In spielen wie TotalWar ist dass nur oft leichter gesagt als getan und da stört Tearing immer, vor allem auf der Kampagnenkarte.


----------



## JoM79 (6. Juli 2018)

Auch mit nem 144Hz Monitor?


----------



## PCGH_Manu (6. Juli 2018)

JoM79 schrieb:


> Am idealsten ist es immer die volle Bildwiederholfrequenz auszunutzen.
> Bei niedrigen fps, ca 30-60, fand ich Gsync eher lästig.
> Oder anders herum, ich kauf mir keinen 144Hz Monitor um mit zB 53Hz bei 53fps rumzueiern.
> Lösung für mich war entweder Details runter oder auf Gsync verzichten.
> Da Gsync extra kostet, verzichte ich auch gern darauf.

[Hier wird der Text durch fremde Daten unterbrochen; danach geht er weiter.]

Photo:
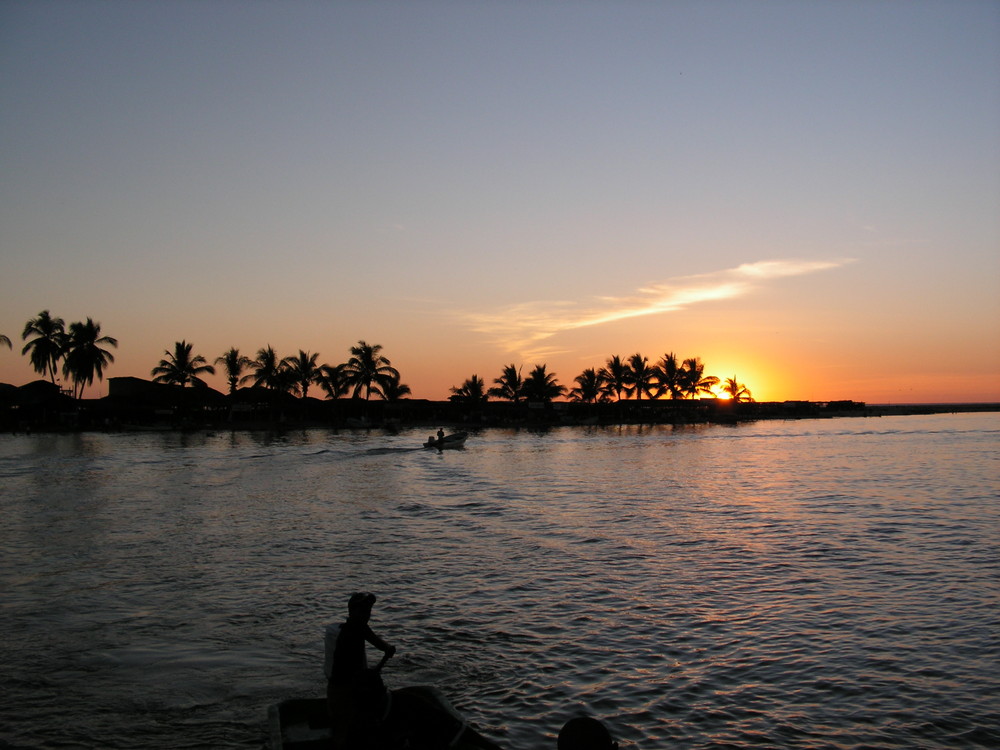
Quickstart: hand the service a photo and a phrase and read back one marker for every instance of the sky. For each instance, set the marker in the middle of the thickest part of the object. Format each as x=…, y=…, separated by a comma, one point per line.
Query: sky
x=805, y=195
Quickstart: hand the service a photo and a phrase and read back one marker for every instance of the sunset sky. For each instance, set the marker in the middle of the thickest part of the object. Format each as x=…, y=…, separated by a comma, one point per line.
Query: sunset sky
x=805, y=195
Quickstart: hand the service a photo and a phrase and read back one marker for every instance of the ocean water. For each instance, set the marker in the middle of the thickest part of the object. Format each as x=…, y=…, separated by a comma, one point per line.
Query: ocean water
x=799, y=584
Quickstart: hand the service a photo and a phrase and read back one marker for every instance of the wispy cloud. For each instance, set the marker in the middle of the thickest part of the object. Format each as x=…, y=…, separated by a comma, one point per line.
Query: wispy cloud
x=525, y=327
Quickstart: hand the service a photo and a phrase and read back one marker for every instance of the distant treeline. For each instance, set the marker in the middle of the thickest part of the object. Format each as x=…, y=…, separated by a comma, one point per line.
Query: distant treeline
x=81, y=353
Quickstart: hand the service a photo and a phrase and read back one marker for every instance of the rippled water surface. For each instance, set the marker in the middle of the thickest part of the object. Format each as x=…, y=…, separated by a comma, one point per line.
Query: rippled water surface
x=821, y=584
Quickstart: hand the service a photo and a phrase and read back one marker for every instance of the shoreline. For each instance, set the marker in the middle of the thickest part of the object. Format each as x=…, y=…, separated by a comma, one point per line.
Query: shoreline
x=38, y=408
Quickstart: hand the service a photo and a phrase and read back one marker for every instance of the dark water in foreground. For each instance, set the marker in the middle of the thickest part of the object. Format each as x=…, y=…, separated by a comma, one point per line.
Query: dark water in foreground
x=821, y=584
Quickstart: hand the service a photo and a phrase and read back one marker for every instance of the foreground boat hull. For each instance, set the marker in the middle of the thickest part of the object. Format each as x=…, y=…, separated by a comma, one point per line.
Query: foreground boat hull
x=417, y=718
x=448, y=441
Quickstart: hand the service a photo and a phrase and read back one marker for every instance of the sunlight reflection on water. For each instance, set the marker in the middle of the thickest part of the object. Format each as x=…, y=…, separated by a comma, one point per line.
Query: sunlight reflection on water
x=800, y=584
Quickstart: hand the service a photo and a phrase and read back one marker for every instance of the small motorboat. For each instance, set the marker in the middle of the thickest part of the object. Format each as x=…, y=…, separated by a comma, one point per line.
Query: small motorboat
x=455, y=440
x=415, y=718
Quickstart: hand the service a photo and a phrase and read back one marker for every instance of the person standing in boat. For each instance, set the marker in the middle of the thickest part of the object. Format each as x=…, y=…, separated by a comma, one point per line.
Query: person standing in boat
x=353, y=690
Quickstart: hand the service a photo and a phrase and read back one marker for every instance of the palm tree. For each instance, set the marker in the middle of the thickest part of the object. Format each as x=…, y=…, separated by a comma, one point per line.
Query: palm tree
x=643, y=376
x=48, y=344
x=180, y=368
x=333, y=380
x=472, y=391
x=616, y=377
x=393, y=390
x=368, y=370
x=541, y=385
x=233, y=364
x=267, y=370
x=509, y=385
x=85, y=356
x=669, y=376
x=736, y=390
x=304, y=371
x=589, y=387
x=693, y=379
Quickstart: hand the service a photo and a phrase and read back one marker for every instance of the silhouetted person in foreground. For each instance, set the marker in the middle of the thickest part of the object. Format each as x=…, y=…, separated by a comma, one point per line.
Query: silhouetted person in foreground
x=353, y=692
x=585, y=733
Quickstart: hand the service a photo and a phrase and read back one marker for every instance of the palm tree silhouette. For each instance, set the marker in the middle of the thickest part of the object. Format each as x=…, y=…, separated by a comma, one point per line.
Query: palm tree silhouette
x=589, y=387
x=233, y=365
x=736, y=390
x=393, y=390
x=267, y=370
x=332, y=379
x=541, y=385
x=85, y=357
x=303, y=371
x=48, y=344
x=669, y=376
x=616, y=376
x=472, y=391
x=509, y=385
x=642, y=376
x=368, y=370
x=181, y=368
x=694, y=380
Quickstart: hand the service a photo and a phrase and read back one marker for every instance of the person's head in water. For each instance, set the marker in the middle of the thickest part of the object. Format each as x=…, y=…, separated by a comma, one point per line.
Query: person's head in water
x=359, y=607
x=585, y=733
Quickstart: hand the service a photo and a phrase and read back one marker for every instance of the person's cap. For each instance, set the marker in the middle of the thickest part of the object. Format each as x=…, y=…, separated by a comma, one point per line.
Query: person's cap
x=585, y=733
x=361, y=600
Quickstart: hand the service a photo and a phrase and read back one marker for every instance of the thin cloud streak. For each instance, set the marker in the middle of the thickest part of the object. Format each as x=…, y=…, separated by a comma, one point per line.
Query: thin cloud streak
x=520, y=328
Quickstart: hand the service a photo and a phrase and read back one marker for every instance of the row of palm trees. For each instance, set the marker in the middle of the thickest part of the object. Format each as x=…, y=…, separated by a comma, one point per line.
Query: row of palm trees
x=78, y=350
x=367, y=372
x=667, y=378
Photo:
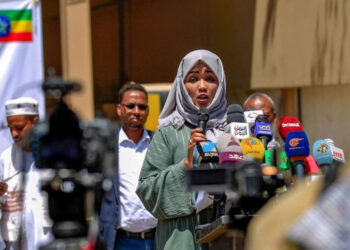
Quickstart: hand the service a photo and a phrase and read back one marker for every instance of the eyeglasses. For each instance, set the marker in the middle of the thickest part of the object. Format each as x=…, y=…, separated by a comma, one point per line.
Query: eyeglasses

Halte ich für ganz falsch. Was bringt dir die volle Frequenz, wenn sie nicht synchron ist? Synchrone 53 Hz bei 53 Fps sind noch immer besser als asynchrone 144 Hz, weil per Sync das Tearing weg ist, was ja Sinn der Sache ist. Gerade bei zweistelligen, niedrigen Frameraten lohnt sich Sync, weil hier das Tearing besonders stark ist. Ob es sich lohnt, ist natürlich subjektiv...


----------



## Gurdi (6. Juli 2018)

JoM79 schrieb:


> Auch mit nem 144Hz Monitor?



Ja ist trotzdem deutlich sichtbar und stört. Ich hab beide Varianten getestet und muss sagen dass Sync schon deutlich angenehmer anzuschauen ist. Auch hohe Fps bringe da nicht viel, da du bei solchen Spielen deine Aufmerksamkeit oft auf einem wenig bewegten oder Standbild hast.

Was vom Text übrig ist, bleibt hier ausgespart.